A voz do vice presidente
Chamou a atenção o fato de o vice-presidente Michel Temer, um dos mais renomados constitucionalistas do país, não ter sido ouvido preliminarmente sobre a questão. Tivesse ouvido o vice-presidente, Dilma não teria passado pelo dissabor de ouvir as contrariedades à sua ideia. Michel acabou consertando o imbróglio. E deu a solução. Disse à presidente, por ocasião de uma reunião com a OAB, não existir na CF a figura de constituinte exclusiva para tratar de uma questão específica.

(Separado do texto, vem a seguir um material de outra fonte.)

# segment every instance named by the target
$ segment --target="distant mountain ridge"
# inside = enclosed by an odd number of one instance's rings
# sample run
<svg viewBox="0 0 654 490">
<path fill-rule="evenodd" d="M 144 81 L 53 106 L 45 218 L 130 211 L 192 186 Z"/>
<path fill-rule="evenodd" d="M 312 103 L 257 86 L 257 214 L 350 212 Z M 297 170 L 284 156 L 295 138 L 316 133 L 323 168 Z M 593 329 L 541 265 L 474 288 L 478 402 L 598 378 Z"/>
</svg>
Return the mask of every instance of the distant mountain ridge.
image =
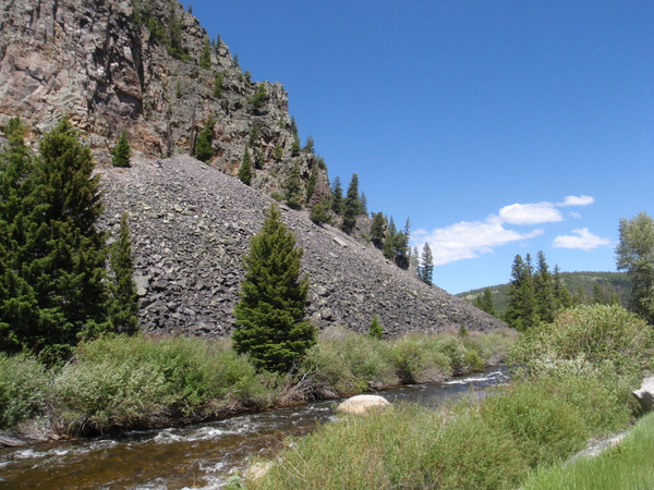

A proposta de Michel Temer
Propôs que ela encaminhasse ao Congresso uma mensagem solicitando que o Parlamento convocasse um plebiscito para auscultar o desejo do povo sobre as diversas questões que permeiam a política, do tipo : tipo de voto – distrital, distrital misto, proporcional; fim ou não das coligações proporcionais, coincidência das eleições, etc. Sairia o modelo de interesse da sociedade. A se realizar em agosto. Até 3 de outubro, esse modelo deveria ser aprovado para entrar em vigor já em 2014.
Conselho aos governantes
Esta coluna dedica sua última nota a pequenos conselhos a políticos, governantes, membros dos Poderes e líderes nacionais. Na última coluna, o espaço foi destinado aos políticos e governantes. Pelo momento que o país atravessa, continuaremos a dirigir a eles o conselho :
1. Procurem auscultar as demandas do povo. E passem do discurso à ação.
2. Evitem promessas que não podem ser cumpridas; falas de caráter demagógico.
3. Saibam ler os sinais de um novo tempo. Comunicação governamental ultrapassa a linha do marketing de glorificação. Requer interatividade e compromisso com as comunidades.